Amère, parce que le public a ainsi dansé sur des chansons livrées... en anglais. Ce qui n'était pas tout à fait prévu, puisque Mohombi devait a priori interpréter 80 % de ses pièces en français. L'artiste n'a donc pas vraiment tenu promesse, hier. Certes, le natif du Congo s'est adressé à la foule dans la langue de son père - qu'il maîtrise d'ailleurs très bien. Mais c'est en anglais qu'il a enfilé ses succès, dont Dirty Situation, In Your Head, Say Jambo et autres Suavemente. Il aura fallu attendre Coconut Tree pour l'entendre pousser quelques notes en français pour la peine, ainsi que la version bilingue de la fameuse Bumpy Ride.

Le spectacle de clôture du FFO a vite divisé l'opinion publique. Pendant que les uns s'insurgeaient contre la haute teneur anglophone du contenu musical, d'autres profitaient de leur soirée sans se laisser déranger par la chose.

«Ça n'a pas de son sens! Ça ne fait pas honneur aux francophones!» rageait une Franco-Ontarienne, avant de quitter le site après seulement 20 minutes.

À quelques pas de là, une spectatrice dans la vingtaine soutenait pour sa part avoir acheté son bandana-passeport spécifiquement pour voir la vedette afro-suédoise. «Il nous parle en français et chante en anglais, je n'ai pas de problème avec ça», a soutenu la jeune femme.

Accompagné de six danseurs, d'un batteur et d'un DJ, Mohombi n'a pas lésiné sur les déhanchements et l'énergie pour séduire la foule. Il s'est d'ailleurs avéré franchement plus frappant dans ses chorégraphies que dans ses interactions avec le public.

Les gens ont dansé et sauté lorsque le chanteur était à l'avant-scène ou le leur demandait.
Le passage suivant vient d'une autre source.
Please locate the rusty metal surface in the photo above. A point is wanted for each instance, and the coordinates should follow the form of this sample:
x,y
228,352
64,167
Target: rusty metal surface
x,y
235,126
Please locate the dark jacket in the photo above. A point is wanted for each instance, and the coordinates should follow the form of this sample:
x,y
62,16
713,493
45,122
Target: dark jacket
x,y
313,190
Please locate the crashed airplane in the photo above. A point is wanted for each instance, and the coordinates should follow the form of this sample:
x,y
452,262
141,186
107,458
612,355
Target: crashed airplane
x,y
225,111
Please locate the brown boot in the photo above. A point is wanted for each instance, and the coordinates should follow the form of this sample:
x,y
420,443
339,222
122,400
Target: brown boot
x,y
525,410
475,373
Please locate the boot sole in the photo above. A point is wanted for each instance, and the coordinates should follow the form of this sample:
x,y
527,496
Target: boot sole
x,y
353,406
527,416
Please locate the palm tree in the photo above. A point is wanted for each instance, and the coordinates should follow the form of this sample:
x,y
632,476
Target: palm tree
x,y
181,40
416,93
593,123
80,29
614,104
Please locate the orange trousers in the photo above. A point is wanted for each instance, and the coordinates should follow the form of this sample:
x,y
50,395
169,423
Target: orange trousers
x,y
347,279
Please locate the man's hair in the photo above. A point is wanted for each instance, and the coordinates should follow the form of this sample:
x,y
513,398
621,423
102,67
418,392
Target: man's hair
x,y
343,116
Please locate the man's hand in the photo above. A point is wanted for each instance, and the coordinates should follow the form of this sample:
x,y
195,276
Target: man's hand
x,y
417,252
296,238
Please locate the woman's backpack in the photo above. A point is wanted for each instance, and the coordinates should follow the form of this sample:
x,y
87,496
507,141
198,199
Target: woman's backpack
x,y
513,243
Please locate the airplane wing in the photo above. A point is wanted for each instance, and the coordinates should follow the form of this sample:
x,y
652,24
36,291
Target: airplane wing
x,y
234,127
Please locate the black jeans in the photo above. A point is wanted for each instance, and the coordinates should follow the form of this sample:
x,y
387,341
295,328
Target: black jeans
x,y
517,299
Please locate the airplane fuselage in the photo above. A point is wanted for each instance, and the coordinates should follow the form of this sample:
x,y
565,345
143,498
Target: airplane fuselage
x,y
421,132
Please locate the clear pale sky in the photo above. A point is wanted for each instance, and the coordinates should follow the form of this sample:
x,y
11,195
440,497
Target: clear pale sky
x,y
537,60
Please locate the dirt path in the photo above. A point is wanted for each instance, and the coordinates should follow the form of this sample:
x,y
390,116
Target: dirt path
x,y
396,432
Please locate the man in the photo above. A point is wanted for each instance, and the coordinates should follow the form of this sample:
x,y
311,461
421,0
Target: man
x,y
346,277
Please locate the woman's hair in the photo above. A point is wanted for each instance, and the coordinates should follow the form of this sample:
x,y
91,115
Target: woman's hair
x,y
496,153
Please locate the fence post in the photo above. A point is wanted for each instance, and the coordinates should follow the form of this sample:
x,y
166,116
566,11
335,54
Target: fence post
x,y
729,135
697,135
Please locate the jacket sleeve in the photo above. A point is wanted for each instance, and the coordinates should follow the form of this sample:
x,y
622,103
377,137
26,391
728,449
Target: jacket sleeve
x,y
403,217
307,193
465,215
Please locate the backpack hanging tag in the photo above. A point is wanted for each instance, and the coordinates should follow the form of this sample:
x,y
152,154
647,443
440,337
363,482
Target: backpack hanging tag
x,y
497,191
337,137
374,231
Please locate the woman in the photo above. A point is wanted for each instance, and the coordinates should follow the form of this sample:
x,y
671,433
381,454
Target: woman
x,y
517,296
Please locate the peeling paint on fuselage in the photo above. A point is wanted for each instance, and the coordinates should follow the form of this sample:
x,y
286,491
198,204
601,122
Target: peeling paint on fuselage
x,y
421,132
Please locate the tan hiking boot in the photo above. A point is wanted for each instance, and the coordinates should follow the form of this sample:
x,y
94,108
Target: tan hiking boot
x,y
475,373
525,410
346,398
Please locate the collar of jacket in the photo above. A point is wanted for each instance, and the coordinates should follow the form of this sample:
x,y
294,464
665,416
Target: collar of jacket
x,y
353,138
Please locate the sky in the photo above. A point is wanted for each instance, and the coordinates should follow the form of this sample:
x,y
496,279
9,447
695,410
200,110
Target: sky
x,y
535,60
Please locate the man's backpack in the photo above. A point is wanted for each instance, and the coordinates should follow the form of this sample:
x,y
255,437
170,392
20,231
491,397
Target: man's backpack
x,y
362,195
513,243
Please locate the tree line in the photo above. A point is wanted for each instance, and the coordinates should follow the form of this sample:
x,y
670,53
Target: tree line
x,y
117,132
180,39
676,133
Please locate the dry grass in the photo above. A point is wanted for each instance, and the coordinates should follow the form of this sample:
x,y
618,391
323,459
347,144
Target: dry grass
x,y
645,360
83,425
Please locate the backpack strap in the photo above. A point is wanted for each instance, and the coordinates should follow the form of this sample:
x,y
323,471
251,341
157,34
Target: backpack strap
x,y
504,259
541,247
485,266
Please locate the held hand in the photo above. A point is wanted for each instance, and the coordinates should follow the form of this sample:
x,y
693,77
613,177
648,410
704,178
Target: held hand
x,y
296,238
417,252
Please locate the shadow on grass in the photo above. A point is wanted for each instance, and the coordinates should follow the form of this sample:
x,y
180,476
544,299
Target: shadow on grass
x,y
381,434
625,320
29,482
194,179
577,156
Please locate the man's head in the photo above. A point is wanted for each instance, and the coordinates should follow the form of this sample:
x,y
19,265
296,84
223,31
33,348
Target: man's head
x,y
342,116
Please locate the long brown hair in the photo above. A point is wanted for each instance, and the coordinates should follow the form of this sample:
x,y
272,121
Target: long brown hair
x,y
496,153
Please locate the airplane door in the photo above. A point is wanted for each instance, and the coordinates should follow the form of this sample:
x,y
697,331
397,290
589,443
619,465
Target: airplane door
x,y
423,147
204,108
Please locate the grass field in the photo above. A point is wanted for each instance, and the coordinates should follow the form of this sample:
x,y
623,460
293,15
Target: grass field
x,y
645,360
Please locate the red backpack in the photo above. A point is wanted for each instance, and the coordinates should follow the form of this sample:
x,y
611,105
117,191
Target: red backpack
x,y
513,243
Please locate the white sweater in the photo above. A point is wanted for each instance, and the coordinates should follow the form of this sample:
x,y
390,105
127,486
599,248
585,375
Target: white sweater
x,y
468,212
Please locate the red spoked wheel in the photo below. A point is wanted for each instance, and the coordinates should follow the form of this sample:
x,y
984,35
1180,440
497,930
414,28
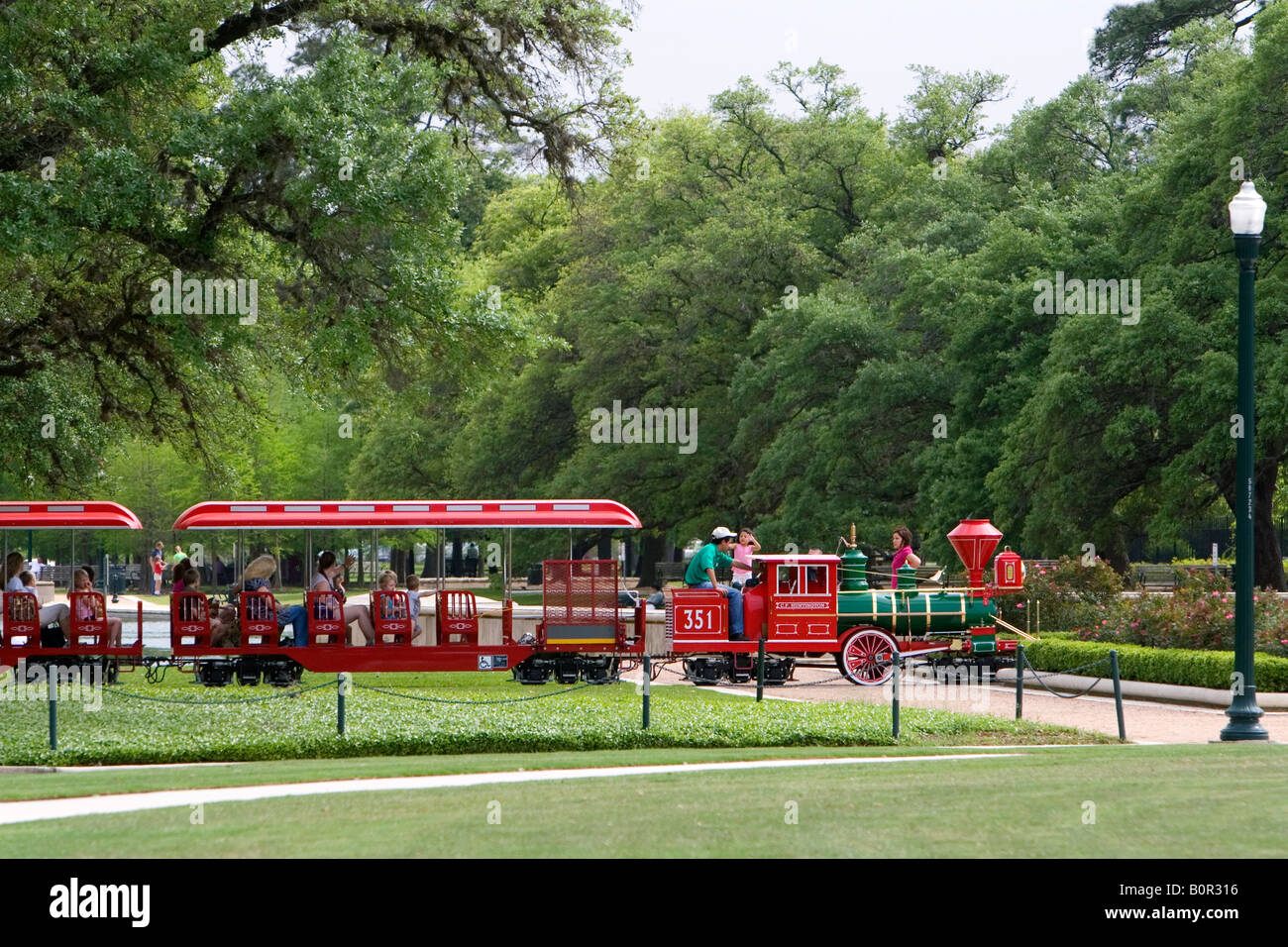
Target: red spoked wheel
x,y
867,656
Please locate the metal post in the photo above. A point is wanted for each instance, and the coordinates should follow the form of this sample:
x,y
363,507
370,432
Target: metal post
x,y
53,705
342,681
1243,711
760,669
1119,694
1019,682
648,680
894,702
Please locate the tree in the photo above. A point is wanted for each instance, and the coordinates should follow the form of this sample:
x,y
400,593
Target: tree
x,y
944,115
1134,35
129,153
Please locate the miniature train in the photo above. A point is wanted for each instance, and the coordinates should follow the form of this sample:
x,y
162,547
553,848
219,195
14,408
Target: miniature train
x,y
795,605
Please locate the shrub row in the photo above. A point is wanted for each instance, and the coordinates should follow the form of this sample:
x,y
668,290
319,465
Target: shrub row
x,y
1157,665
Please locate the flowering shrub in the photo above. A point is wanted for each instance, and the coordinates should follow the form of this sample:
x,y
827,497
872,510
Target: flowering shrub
x,y
1199,615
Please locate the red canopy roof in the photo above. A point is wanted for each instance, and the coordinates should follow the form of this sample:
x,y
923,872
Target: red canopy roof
x,y
407,514
90,514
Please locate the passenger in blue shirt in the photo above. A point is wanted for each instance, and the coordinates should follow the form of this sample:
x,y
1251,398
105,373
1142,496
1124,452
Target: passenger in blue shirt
x,y
702,575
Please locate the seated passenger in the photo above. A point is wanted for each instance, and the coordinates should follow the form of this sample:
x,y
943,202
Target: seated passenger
x,y
329,579
51,613
902,541
89,608
742,552
702,575
389,607
256,578
413,596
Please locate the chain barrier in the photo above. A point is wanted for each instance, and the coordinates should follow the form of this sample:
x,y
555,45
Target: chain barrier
x,y
1064,696
439,699
235,699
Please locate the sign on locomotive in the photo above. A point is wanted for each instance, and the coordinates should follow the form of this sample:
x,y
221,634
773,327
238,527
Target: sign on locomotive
x,y
795,605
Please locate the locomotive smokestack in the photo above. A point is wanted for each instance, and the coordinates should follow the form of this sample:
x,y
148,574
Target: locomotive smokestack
x,y
974,541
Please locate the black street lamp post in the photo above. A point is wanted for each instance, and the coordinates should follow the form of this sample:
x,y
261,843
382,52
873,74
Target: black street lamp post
x,y
1247,218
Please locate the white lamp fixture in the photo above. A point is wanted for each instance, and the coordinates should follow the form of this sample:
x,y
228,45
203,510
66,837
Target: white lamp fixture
x,y
1247,211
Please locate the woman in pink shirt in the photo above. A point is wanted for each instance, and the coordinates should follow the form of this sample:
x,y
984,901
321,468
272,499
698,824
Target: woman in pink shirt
x,y
742,552
902,540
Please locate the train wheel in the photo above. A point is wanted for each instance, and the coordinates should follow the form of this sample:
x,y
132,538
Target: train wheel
x,y
867,656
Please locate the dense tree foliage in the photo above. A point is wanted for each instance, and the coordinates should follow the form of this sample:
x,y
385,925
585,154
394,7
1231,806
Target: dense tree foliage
x,y
848,307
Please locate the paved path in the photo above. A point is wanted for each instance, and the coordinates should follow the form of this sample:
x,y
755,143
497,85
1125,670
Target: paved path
x,y
1146,722
39,809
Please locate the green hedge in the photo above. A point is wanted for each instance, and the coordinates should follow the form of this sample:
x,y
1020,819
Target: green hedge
x,y
1157,665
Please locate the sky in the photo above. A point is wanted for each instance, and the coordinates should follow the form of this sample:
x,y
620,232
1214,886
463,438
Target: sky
x,y
686,51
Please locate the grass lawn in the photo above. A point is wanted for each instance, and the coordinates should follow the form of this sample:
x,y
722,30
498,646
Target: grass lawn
x,y
133,725
1157,801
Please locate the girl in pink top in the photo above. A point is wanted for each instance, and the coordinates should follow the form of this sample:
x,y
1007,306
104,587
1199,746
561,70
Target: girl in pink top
x,y
902,540
742,552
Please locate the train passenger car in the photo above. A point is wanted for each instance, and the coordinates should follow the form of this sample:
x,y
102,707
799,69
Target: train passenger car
x,y
24,641
581,633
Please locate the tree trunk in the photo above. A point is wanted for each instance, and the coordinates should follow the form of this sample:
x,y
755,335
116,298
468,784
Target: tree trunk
x,y
652,549
1269,571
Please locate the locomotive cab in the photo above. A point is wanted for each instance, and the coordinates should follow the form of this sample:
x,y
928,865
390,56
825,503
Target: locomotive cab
x,y
793,602
800,598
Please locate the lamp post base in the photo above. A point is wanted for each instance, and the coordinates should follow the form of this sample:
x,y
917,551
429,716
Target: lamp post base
x,y
1244,722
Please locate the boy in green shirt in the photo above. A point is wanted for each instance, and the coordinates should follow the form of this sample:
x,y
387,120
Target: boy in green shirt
x,y
702,575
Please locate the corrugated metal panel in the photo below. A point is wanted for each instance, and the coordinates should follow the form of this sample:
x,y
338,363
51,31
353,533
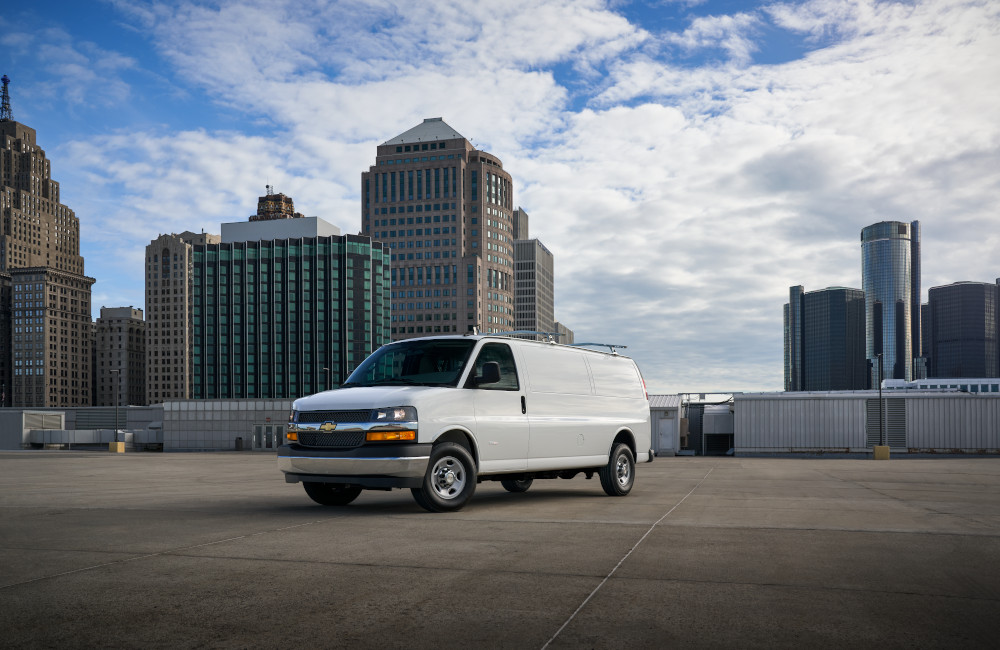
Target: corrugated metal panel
x,y
826,423
954,421
938,422
664,401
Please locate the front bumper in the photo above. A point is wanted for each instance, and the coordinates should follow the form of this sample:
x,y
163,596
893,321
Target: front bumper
x,y
382,465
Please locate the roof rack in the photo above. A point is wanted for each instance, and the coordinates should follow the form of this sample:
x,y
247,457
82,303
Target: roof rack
x,y
611,346
549,336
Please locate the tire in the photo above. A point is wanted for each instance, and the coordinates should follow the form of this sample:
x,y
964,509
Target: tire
x,y
450,480
619,474
516,485
331,494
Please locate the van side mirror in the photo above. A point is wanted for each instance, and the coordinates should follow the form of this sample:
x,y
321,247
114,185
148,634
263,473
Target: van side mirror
x,y
491,374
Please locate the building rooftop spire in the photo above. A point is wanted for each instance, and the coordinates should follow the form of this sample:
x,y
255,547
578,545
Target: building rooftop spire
x,y
5,113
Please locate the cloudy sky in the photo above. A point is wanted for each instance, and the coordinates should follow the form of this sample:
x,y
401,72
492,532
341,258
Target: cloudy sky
x,y
685,161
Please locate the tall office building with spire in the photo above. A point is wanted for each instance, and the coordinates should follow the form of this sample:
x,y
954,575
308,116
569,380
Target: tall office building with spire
x,y
446,209
891,282
47,358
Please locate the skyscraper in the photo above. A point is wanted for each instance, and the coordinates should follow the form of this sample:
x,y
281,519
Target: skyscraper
x,y
284,308
49,323
534,306
825,340
891,281
964,332
445,210
120,357
169,278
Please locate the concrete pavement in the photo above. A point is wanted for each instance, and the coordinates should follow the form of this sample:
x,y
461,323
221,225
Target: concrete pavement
x,y
215,550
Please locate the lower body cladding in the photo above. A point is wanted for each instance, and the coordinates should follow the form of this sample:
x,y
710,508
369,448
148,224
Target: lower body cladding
x,y
442,476
379,467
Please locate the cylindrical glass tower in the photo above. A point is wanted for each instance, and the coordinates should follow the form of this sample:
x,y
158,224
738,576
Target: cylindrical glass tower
x,y
889,282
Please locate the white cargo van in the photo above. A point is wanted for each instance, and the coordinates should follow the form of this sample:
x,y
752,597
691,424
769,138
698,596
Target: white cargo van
x,y
439,414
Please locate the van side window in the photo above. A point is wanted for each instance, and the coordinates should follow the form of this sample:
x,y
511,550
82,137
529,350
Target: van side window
x,y
499,352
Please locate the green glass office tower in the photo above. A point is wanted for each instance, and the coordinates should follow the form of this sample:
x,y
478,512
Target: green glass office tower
x,y
284,318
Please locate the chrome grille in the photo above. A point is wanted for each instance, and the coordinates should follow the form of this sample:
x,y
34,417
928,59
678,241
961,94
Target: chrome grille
x,y
333,416
342,439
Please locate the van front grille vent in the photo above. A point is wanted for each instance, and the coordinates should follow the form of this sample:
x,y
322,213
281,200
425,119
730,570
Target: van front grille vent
x,y
334,416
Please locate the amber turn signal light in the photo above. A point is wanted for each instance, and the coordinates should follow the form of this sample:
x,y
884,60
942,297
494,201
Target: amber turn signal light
x,y
386,436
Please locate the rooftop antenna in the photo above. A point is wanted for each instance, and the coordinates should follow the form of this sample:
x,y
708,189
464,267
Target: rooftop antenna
x,y
5,113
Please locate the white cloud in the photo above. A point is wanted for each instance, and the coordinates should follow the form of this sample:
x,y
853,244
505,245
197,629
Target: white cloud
x,y
681,204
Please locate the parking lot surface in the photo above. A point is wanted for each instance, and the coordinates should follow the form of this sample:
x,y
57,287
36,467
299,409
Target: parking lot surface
x,y
215,550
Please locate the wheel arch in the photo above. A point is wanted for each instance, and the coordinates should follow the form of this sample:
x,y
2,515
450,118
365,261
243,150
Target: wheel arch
x,y
460,437
624,436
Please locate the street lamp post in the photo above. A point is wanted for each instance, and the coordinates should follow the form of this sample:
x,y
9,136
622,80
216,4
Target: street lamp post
x,y
881,409
117,372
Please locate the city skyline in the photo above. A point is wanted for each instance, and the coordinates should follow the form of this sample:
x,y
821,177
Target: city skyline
x,y
685,162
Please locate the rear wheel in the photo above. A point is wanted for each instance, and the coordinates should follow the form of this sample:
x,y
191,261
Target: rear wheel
x,y
331,494
516,485
450,480
618,475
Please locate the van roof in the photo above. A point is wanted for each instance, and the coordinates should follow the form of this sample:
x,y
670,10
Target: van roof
x,y
505,337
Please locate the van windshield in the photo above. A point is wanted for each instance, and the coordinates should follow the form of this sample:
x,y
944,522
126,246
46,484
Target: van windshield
x,y
437,362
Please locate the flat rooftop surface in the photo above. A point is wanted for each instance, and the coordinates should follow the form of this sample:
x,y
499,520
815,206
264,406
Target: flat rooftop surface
x,y
216,550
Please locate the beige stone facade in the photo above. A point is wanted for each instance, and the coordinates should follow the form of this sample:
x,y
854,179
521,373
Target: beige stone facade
x,y
169,265
51,337
120,357
46,326
446,210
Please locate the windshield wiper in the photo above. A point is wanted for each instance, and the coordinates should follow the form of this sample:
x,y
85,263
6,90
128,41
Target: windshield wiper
x,y
395,380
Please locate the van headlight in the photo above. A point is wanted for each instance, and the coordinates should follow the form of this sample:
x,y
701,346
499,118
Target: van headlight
x,y
394,414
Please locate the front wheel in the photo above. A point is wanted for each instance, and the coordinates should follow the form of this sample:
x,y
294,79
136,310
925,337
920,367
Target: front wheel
x,y
331,494
618,475
450,480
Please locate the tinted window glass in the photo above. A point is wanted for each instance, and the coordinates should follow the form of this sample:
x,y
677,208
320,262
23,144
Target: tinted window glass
x,y
500,353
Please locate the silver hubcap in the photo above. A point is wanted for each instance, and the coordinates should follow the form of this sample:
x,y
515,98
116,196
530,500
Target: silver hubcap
x,y
622,471
448,477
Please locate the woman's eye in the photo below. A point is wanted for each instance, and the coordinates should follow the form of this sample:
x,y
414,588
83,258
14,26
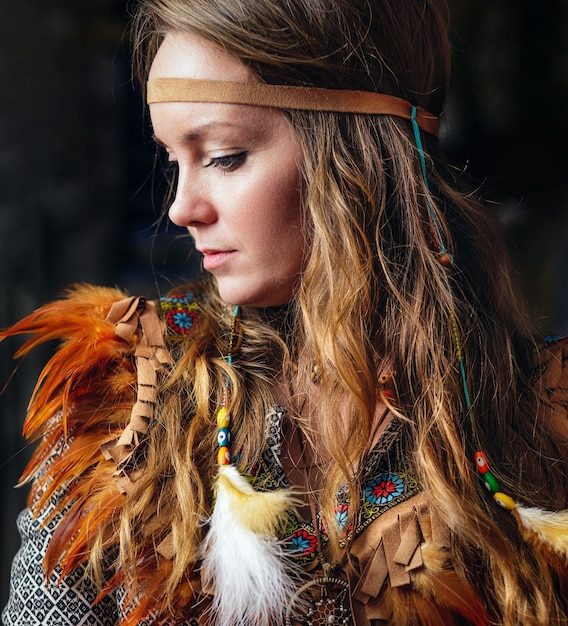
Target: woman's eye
x,y
229,162
170,170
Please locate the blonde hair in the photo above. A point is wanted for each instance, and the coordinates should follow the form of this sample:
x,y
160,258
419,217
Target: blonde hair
x,y
373,299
Ils se faisaient cependant plus observateurs quand ses danseurs faisaient leur apparition... notamment lors d'un entracte de quelques minutes au cours duquel le chanteur est allé se changer, laissant sa troupe tenir le rythme avec plus ou moins de succès, en reprenant entre autres une chorégraphie de Michael Jackson devant l'écran géant sur lequel était justement projeté le vidéoclip de Smooth Criminal.

«C'est ça que ça donne, quand on devient une vedette instantanée et qu'on n'a pas de répertoire!» a lancé un spectateur, mi-figue, mi-raisin, au terme d'une deuxième livraison de Bumpy Ride (servie en guise d'unique rappel...FlashMob inclus pour une deuxième fois) et d'une prestation qui aura finalement duré à peine plus d'une heure.